The car is a B13 Sentra. I have seen many B13's with the Big M and Drift...and I was thinking about getting either the battle or the skyline...so I will have something different. I have NEVER seend a sentra with the skyline kit...I just don't know which side skirts and rear bumpers to use with that kit...any suggestions?


----------



## b14sleeper (Dec 31, 2004)

if you go with the skyline front, go with some subtle sides, i dont really know any, how about the stock se-r? and for the rear, either go with a stillen, or a 1994 civic buddy club rear bumper, will take some work.. but i think it is one of the cleanest bumpers ever
not a 94, but you get the idea


----------



## silver93sentra (Nov 23, 2005)

I was thinking of Stillen Sides...but I wasn't sure about the rear end...I want something bolt on cause I will be doing all of the work myself or with the help of my dad and brother.
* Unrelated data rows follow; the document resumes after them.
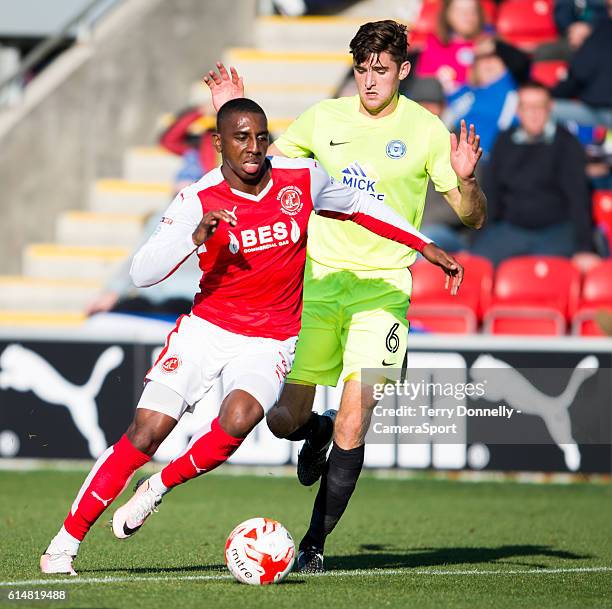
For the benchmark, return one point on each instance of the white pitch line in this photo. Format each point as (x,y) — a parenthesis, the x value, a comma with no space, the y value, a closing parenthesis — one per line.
(338,573)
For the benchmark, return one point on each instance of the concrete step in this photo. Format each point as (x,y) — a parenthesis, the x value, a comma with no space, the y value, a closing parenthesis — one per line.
(14,319)
(150,164)
(99,229)
(123,196)
(331,34)
(287,100)
(278,67)
(19,293)
(72,261)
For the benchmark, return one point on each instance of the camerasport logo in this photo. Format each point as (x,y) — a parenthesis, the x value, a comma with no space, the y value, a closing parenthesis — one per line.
(171,364)
(291,203)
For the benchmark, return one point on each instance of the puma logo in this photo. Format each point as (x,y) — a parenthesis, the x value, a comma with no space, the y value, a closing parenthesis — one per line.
(24,370)
(104,501)
(512,387)
(198,470)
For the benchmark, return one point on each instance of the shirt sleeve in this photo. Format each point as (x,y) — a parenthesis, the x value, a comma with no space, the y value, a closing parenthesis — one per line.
(334,200)
(438,165)
(171,242)
(297,140)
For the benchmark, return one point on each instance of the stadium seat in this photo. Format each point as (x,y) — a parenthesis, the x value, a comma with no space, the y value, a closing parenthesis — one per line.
(427,21)
(602,214)
(435,310)
(533,295)
(596,294)
(549,73)
(526,23)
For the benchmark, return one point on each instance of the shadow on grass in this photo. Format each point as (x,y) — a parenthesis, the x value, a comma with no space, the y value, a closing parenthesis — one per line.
(377,556)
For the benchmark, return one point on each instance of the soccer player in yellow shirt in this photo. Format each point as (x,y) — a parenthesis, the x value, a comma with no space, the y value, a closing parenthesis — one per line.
(357,286)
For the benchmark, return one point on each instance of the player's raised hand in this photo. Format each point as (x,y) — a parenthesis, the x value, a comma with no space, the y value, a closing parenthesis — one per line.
(224,86)
(465,152)
(209,224)
(453,270)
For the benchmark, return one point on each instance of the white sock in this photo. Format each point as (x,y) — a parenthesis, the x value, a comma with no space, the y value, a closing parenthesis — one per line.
(157,485)
(64,542)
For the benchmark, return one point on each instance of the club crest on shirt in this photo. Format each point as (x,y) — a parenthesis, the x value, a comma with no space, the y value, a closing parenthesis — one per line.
(396,149)
(171,364)
(289,197)
(234,245)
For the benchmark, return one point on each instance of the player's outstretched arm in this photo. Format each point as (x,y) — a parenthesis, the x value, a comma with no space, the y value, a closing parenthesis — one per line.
(468,201)
(224,86)
(209,224)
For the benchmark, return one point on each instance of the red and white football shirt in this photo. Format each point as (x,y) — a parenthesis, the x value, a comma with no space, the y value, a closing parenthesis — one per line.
(252,273)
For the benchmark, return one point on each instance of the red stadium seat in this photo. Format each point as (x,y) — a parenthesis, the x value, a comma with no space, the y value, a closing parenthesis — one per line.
(602,213)
(526,23)
(436,310)
(427,21)
(596,294)
(533,295)
(549,73)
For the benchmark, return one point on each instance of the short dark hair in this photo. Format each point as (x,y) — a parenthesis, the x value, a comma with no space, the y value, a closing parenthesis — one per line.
(380,36)
(534,84)
(242,105)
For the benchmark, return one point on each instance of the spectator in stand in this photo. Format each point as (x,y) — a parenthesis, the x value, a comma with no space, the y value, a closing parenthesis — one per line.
(575,20)
(488,101)
(536,186)
(166,300)
(439,219)
(450,51)
(190,136)
(462,32)
(585,96)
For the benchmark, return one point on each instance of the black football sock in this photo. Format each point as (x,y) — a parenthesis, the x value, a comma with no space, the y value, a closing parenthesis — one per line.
(317,430)
(337,486)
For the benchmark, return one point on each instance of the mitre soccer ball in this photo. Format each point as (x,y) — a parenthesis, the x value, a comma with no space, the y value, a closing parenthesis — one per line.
(259,551)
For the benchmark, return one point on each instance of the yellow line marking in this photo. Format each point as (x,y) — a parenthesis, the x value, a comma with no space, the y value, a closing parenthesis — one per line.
(43,282)
(95,216)
(77,251)
(41,318)
(116,185)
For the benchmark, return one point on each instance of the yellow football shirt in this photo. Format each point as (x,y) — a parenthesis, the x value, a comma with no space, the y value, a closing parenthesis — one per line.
(391,158)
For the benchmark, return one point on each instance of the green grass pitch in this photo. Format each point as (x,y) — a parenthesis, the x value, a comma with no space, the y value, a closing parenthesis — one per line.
(402,543)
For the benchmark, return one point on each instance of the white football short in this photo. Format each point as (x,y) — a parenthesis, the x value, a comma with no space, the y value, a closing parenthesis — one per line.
(197,354)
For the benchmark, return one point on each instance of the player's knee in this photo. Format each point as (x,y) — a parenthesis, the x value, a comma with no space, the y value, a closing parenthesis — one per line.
(239,416)
(279,423)
(348,432)
(144,438)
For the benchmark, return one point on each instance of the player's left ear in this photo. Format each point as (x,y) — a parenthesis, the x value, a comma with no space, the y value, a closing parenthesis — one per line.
(404,70)
(217,142)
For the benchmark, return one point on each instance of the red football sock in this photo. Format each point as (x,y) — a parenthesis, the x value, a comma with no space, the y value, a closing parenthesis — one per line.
(106,481)
(207,450)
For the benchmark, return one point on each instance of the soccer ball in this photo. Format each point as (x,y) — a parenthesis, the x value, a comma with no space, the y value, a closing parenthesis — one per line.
(259,551)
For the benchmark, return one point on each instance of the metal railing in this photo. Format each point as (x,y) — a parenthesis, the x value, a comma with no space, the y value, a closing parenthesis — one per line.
(81,22)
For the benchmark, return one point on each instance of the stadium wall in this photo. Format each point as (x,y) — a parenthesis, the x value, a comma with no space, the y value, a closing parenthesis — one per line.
(98,98)
(68,395)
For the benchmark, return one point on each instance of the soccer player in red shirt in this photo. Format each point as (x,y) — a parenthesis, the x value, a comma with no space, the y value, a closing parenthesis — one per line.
(247,223)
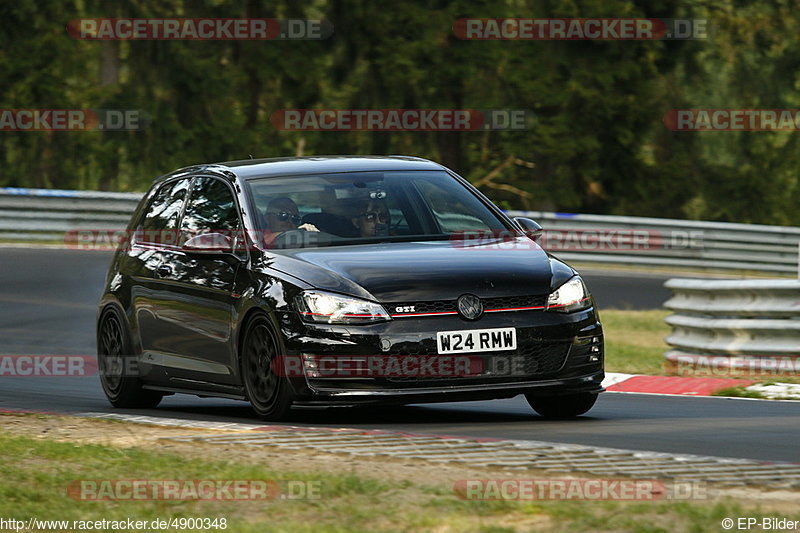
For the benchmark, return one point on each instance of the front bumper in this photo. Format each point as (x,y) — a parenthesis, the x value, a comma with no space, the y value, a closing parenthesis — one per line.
(557,353)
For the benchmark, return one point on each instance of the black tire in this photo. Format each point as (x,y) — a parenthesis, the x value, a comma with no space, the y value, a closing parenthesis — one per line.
(115,361)
(267,392)
(565,406)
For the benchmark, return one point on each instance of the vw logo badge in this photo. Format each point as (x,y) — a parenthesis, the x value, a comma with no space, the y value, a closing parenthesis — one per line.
(470,306)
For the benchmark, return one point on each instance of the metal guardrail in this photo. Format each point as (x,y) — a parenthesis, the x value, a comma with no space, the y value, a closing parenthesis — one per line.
(678,243)
(46,214)
(750,319)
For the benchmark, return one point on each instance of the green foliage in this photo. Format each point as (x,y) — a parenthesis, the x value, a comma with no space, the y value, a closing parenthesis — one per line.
(598,143)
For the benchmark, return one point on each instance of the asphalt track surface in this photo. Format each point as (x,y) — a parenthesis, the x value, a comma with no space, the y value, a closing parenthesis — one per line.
(48,302)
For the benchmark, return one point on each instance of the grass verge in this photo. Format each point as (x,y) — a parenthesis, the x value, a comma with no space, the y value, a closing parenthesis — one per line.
(635,341)
(35,474)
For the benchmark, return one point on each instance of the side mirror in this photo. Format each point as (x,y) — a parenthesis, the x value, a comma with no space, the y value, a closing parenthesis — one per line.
(209,243)
(529,227)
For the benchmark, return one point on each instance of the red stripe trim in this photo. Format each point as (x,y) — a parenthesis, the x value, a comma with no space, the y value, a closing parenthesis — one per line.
(426,314)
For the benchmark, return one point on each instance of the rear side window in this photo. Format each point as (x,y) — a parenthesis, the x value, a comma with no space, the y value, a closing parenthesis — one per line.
(211,208)
(160,222)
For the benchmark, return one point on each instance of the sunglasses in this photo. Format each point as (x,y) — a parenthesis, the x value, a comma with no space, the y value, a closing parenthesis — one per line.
(283,216)
(372,216)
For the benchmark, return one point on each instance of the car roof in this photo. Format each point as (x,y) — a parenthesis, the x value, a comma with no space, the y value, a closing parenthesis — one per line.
(283,166)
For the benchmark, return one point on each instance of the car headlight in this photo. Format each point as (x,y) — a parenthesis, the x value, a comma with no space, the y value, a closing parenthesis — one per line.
(330,308)
(571,296)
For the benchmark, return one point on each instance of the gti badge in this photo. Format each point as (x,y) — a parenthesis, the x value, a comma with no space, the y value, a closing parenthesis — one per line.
(470,306)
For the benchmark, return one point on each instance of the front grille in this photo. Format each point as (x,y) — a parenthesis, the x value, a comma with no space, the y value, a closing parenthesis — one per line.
(445,306)
(534,358)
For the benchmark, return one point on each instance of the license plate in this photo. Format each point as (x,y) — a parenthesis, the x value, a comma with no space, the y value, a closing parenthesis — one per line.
(476,340)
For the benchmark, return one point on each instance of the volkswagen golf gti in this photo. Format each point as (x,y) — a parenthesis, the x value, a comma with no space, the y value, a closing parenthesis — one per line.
(342,280)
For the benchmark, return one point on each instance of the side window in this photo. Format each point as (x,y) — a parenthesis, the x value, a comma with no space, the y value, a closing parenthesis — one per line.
(160,221)
(211,208)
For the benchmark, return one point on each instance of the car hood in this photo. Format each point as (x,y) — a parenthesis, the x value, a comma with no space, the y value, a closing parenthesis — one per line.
(424,271)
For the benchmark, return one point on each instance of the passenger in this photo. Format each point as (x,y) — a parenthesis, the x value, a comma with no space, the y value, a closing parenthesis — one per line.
(282,215)
(373,220)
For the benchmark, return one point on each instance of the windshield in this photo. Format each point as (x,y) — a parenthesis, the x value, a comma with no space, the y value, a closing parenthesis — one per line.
(361,207)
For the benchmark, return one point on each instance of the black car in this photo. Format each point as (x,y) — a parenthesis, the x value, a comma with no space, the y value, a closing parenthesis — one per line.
(319,281)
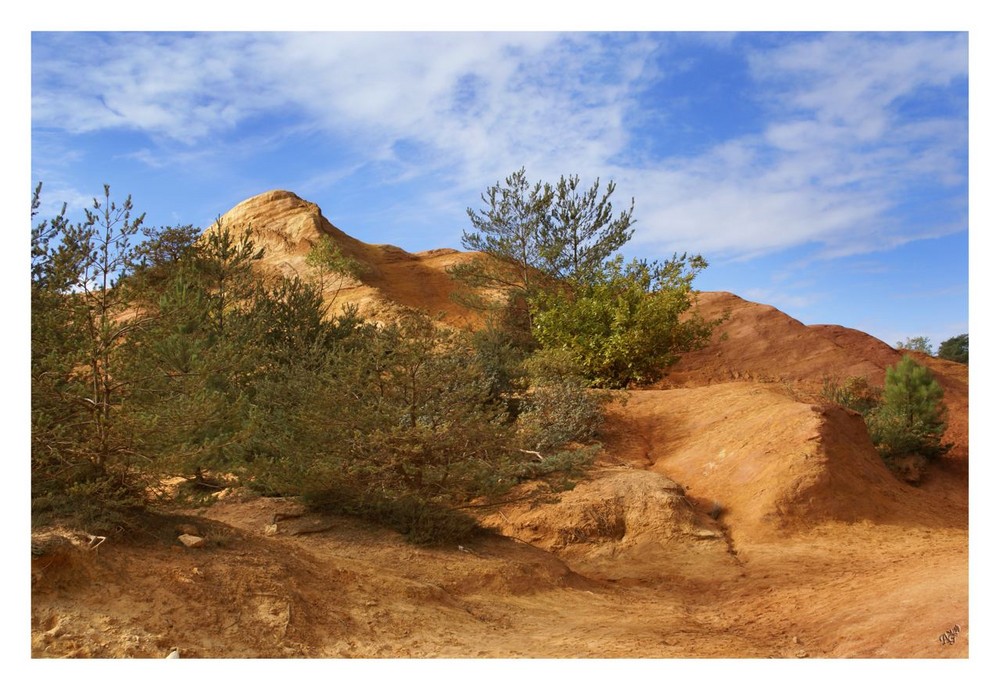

The rear bumper on the civic looks about like a Feelz rear bumper (the one off the Big M kit), and I may go with that...I just have to decide.


----------



## lopezsentra (Jul 18, 2005)

skyline and whats the site for vis where they sell the kits at?


----------



## silver93sentra (Nov 23, 2005)

lopezsentra said:


> skyline and whats the site for vis where they sell the kits at?


The site is www.versusmotorsport.com for the skyline front end, but I also found a place called www.asylumms.com that has the whole kit(looked like a Skyline front, drift rear, and Xenon skirts to me). Liuspeed also said that they were gonna start carrying it in a few weeks.


----------



## nismo jimmy (Dec 16, 2005)

id say skyline or drift


----------